Interproscan was invoked in batches of 1000 sequences as follows.

```bash
interproscan.sh -i $seqs --disable-precalc -goterms
```

The `tsv` files produced by this process were concatenated to produce a single file which we include here as `data/hpc/annotation/all_ipr.tsv`

```{r}
# We extract GO term assignments from Interproscan results.
ipr_colnames <- c("adi_id","md5","seqlen","analysis","signature_acc","signature_desc","start","stop","score","status","date","ipr_acc","ipr_ann","ipr_go", "pathways")

interpro2 <- read_tsv("data/hpc/annotation/all_ipr.tsv", guess_max = 10000, col_names = ipr_colnames) %>%
  dplyr::select(adi_id,ipr_go) %>%
  filter(ipr_go!="-") %>%
  na.omit()

interpro_go <- interpro2 %>%
  separate_rows(ipr_go,sep="\\|") %>%
  mutate(geneid=str_remove(adi_id,"\\.t\\d")) %>%
  unique %>%
  group_by(geneid) %>%
  dplyr::summarise(go=paste(ipr_go,collapse = "; "))
```

## Homology search with BLAST

To identify homologs of *A. digitifera* with high quality functional annotations we used BLAST[xp] to search all genes against the swissprot uniprot database.
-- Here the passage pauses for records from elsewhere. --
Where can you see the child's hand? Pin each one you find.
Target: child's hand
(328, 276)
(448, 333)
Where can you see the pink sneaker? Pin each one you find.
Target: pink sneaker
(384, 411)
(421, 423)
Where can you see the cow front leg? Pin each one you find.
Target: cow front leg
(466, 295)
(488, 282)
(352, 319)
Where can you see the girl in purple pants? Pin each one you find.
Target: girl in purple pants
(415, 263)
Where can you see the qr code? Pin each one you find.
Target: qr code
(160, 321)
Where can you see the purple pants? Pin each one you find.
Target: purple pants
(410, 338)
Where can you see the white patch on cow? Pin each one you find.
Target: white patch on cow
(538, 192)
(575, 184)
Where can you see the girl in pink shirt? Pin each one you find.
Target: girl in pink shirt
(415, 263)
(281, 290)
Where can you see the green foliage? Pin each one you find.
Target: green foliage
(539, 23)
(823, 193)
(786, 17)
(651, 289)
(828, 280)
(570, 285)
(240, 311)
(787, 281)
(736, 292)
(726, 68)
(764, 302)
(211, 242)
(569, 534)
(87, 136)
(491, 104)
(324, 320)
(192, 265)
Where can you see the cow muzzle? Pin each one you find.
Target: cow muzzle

After filtering blast results to include only those with evalue <1e-5, we then selected the best available hit based on evalue.  For all these best hits we then looked up putative gene names, GO terms, and Kegg information from [Uniprot ID mapping](https://www.uniprot.org/uploadlists/) from UniprotKB AC/ID to UniprotKB.

```{r}
bl6_cols <- c("qaccver","saccver","pident","length","mismatch","gapopen","qstart","qend","sstart","send","evalue","bitscore")

blastp <- read_tsv("data/hpc/annotation/Adigitifera_uniprot_blastp.outfmt6", col_names = bl6_cols) %>%
  dplyr::select(adi_id=qaccver, uniprot_id=saccver,evalue) %>%
  add_column(method="blastp") %>%
  mutate(geneid=str_remove(adi_id,'\\.t\\d')) %>%
  group_by(geneid) %>%
  slice_min(evalue) %>%
  ungroup()

blastx <- read_tsv("data/hpc/annotation/Adigitifera_uniprot_blastx.outfmt6", col_names = bl6_cols) %>%
  dplyr::select(adi_id=qaccver, uniprot_id=saccver,evalue) %>%
  add_column(method="blastx") %>%
  mutate(geneid=str_remove(adi_id,'\\.t\\d'))%>%
  group_by(geneid) %>%
  slice_min(evalue) %>%
  ungroup()
```


```{r, eval=FALSE}
# This file is used for the uniprot lookup
write_tsv(distinct(rbind(blastp,blastx) %>% select(uniprot_id)),path = "data/hpc/annotation/blast_genes.txt")
```


```{r}
# This file was obtained using the uniprot mapping service
uniprotkb_tab <- readxl::read_excel("data/hpc/annotation/uniprot-yourlist.xlsx") %>%
  dplyr::select(-Status)

uniprot_gene_annot <- rbind(blastp,blastx) %>%
  group_by(geneid) %>%
  slice_min(order_by = evalue, n = 1, with_ties = FALSE) %>%
  left_join(uniprotkb_tab,by=c("uniprot_id"="Entry name")) %>%
  ungroup %>%
  dplyr::select(geneid,uniprot_id,
          genename="Gene names",go="Gene ontology IDs",kegg="Cross-reference (KEGG)",protein="Protein names") %>%
    mutate(genename=ifelse(is.na(genename),uniprot_id,genename)) %>%
    left_join((interpro_go %>% dplyr::rename(go_ipr=go)),by=c("geneid"))
```


```{r}
# Write out results to a table.  This can easily be used in other analyses for GO enrichment etc.
write_tsv(uniprot_gene_annot, "data/hpc/annotation/uniprot_gene_annot.tsv")
```


```{r annotation-res-stats-table}
all <- read_tsv("data/hpc/annotation/allgenes_ids_extracted_from_gff.txt",col_names = "geneid")
all_annot<- all %>% left_join(uniprot_gene_annot)  %>%
  dplyr::rename("InterProScan GO"=go_ipr,"Uniprot GO (blast)"=go,"Uniprot ID (blast)"=genename)

all_summ <- map_df(all_annot %>% dplyr::select(`InterProScan GO`,`Uniprot GO (blast)`,`Uniprot ID (blast)`), ~sum(!is.na(.))/nrow(all_annot))
```

## Summary

A final table of annotated genes is provided as the file `data/hpc/annotation/uniprot_gene_annot.tsv` available as part of the data package for this repository. Overall we found that `r all_summ[,1]` percent of genes could be annotated with a GO term by Interproscan while `r all_summ[,2]` could be annotated with a blast hit to Swissprot.